Now what would be wrong is if the girl "Sally" has crossed that line with Joe. Meaning there is hand holding involved, flirting, never once mentioning the boyfriend when they hang out, teasing Joe in flirtatious ways, making sexual innuendos, inviting Joe to corporate, family parties and not the bf (unless the bf refuses to go, then that's a whole new problem). I always find not talking about the boyfriend a huge sign, cuz when a girl likes a guy, she can't shut up about him. There is the guy who you have a shoulder to cry on and then there's a guy where the bitch is playing with 2 men and leading one on, but those lines are never blurred, it is a very solid line to cross. You KNOW when a girl is treating you like a friend and when she's not. If you get even an inkling that she's flirting with you then there is issues in the current relationship she is in. Having said all this, there indeed are the girls who are attention whores and just loves the attention from all types of men even when in a relationship.

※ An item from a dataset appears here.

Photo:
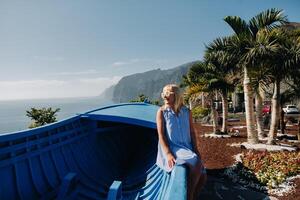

Nectarine 03-14-2012 12:30 AM

If your bro is alright being the floatation device, I guess he can keep going. But he should remember that he's a rebound. Things may not be what he wants in the end. Also if Sally is capable of doing such things to her current bf, she can do the exact same to Joe in the near future.

Sally definitely have issues and seems like a ticking time bomb. I'd be careful if I was your friend.

JDął 03-16-2012 03:21 PM

I don't normally post in this section but this needs to be said: Joe and Sally are both chumps. One for being a sucker and a pushover, the other for being a rat behind her boys back.

A good friend would grab Joe by the throat and lead him away with a life lesson learned. Them hanging out is just ruining his chances with someone that might be genuine, or at least getting laid for fucks sake. He obviously will not man up, so help him.